Despite Google’s best efforts, malware peddlers occasionally manage to get their malicious wares on Google Play. The latest example of this unfortunate reality is an app called Black Jack Free (com.bjack.free).

According to Lookout researchers, the app was possibly downloaded by as many as 5,000 users until Google yanked it from the store four days after it initially appeared.

Ostensibly a free gambling app with clean, pleasing graphics, the app also contained a variant of the Acecard malware family.

The malware’s main goal is to steal users’ personal and banking information, and login credentials to a number of popular online services and social networks (Skype, Facebook, PayPal, Google Play, etc.), and it does so by springing fake pop-up windows containing forms that that users are urged to fill:

Black Jack Free

But, Acecard is also capable of intercepting and sending SMS messages, forwarding phone calls, locking the device screen, and wiping all user data from the device.

Finally, it attempts to download another app named Play Store Update (cosmetiq.fl).

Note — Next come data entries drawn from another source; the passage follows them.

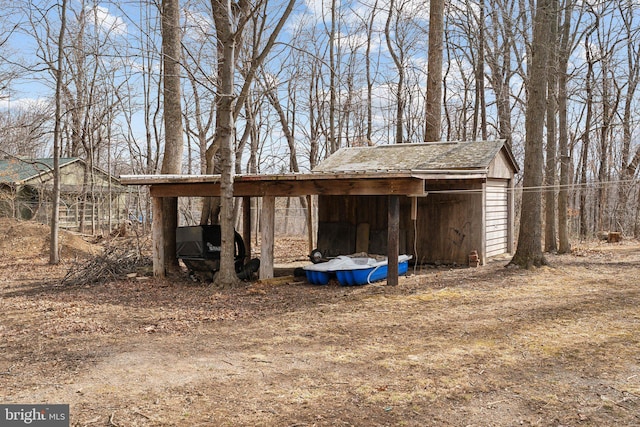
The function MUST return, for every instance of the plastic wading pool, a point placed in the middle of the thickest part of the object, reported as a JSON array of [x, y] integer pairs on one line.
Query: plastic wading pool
[[353, 270]]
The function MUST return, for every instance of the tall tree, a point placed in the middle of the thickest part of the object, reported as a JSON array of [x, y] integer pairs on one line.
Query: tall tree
[[230, 19], [433, 125], [54, 254], [529, 250], [550, 243], [173, 144]]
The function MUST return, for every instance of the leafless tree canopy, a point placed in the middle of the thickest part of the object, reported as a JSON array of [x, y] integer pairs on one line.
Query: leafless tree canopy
[[260, 93]]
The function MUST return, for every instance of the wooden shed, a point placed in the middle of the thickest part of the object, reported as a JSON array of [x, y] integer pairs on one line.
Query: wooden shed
[[467, 203], [437, 201]]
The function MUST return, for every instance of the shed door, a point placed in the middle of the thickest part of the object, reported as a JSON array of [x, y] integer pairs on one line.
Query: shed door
[[497, 217]]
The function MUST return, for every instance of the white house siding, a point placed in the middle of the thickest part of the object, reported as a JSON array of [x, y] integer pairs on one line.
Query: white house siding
[[497, 217]]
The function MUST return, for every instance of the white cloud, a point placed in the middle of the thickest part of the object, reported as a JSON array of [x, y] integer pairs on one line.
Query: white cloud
[[7, 103], [104, 20]]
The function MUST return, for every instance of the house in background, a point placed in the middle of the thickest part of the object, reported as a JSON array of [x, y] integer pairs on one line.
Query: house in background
[[90, 199]]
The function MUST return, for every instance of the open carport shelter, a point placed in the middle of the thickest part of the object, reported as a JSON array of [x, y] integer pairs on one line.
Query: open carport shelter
[[435, 201]]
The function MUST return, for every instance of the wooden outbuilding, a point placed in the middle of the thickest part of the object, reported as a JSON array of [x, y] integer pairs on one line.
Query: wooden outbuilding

The researchers don’t say what it does, but you can bet anything on the fact that it’s not what it says it is, and that it’s not good news for users.

Users who have had the misfortune to download the Black Jack Free app are advised to remove it and the cosmetiq.fl app, and to immediately proceed to change passwords on their online accounts that might have been compromised.

This is not the first time that Acecard has managed to bypass Google Play security.

Kaspersky Lab researchers consider this malware to be one of the most dangerous threats to users today, due to its capabilities and the fact that it’s being widely distributed via other malware, official apps stores, etc.